British Columbia

Ashley Lynch terrorized after 'swatting attack'

A Burnaby, B.C. woman says she was the victim of a 'swatting attack' after a bogus caller told police she had firearms and explosives at her home.

Woman says bogus call to police claimed she had firearms, explosives at her home

Ashley Lynch says she was the victim of a 'swatting attack' after a bogus caller told police she had firearms and explosives at her home. (CBC News)

A Burnaby, B.C. woman says she was the victim of a 'swatting attack' after a bogus caller told police she had firearms and explosives at her home.

Ashley Lynch was at home when police knocked on her door just after midnight. 

"Police showed up at my door with an anonymous call that I had firearms and explosives in my home, which of course I did not," she said. 

Burnaby RCMP say these types of hoaxes and prank calls — often referred to as 'swatting' because a swat team is sent to schools and homes — is a growing problem. 

"You are not only wasting police resources but are putting people's lives in danger," said RCMP Staff Sgt. Maj. John Buis.

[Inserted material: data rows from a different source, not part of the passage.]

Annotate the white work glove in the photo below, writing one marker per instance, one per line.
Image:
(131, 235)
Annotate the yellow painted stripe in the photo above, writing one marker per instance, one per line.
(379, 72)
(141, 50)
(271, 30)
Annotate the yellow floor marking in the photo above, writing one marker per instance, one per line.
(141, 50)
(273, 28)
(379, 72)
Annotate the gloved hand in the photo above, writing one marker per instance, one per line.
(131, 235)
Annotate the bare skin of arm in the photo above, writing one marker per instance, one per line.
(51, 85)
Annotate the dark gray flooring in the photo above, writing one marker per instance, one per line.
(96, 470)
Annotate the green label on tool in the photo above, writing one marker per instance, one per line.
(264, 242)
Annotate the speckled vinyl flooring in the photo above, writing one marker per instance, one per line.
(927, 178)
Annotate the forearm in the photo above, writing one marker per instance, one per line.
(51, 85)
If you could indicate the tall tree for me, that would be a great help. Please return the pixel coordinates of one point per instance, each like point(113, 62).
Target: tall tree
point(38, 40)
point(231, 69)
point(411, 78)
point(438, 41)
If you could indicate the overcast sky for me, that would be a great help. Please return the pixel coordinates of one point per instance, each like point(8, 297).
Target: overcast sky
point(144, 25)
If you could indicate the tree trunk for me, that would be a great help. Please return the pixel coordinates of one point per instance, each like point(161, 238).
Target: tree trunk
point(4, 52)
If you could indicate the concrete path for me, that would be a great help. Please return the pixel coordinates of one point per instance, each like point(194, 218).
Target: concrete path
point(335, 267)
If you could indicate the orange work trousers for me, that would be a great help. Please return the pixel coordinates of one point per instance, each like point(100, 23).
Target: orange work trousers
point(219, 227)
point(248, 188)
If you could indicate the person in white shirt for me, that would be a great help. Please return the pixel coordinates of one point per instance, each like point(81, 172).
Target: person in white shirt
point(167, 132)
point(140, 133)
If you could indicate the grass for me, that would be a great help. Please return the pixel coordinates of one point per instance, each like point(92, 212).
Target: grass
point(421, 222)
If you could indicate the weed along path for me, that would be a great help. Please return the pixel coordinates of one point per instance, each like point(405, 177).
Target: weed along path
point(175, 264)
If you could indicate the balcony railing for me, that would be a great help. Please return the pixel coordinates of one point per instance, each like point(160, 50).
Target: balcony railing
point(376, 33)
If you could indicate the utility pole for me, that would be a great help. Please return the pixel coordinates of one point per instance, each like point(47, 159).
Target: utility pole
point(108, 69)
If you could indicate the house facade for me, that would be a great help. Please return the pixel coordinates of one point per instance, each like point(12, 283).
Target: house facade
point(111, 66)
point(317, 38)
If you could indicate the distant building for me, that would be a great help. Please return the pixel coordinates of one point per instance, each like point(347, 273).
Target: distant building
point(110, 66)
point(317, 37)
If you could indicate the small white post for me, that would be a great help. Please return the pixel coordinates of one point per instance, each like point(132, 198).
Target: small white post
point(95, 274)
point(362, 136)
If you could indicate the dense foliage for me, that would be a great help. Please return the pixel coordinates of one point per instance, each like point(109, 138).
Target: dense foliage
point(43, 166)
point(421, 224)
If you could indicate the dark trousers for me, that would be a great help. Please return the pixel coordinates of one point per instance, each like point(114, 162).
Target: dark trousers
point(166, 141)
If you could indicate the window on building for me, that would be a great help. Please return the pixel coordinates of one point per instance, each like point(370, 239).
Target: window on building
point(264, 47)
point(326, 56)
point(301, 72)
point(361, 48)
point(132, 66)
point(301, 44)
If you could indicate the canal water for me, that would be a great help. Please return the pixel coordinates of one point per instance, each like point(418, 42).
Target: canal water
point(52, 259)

Lynch says her personal information — including her name, address, email and social media accounts — appeared on the notorious message board 8-CHAN, whose users Lynch had apparently offended when she followed one of their critics on Twitter.

She believes that information was used to make the prank call to police. 

"We weren't able to find anything untoward," said Buis. "So we made the approach to the resident, who was concerned and visibly upset and concerned about what had taken place, the accusations against her."

Last month, a Coquitlam, B.C. teen was arrested after calling Florida police when he said he was going to shoot people at a high school.

Tech security experts say that tracking down the culprits behind these prank calls can be a challenge depending on the sophistication of their handiwork.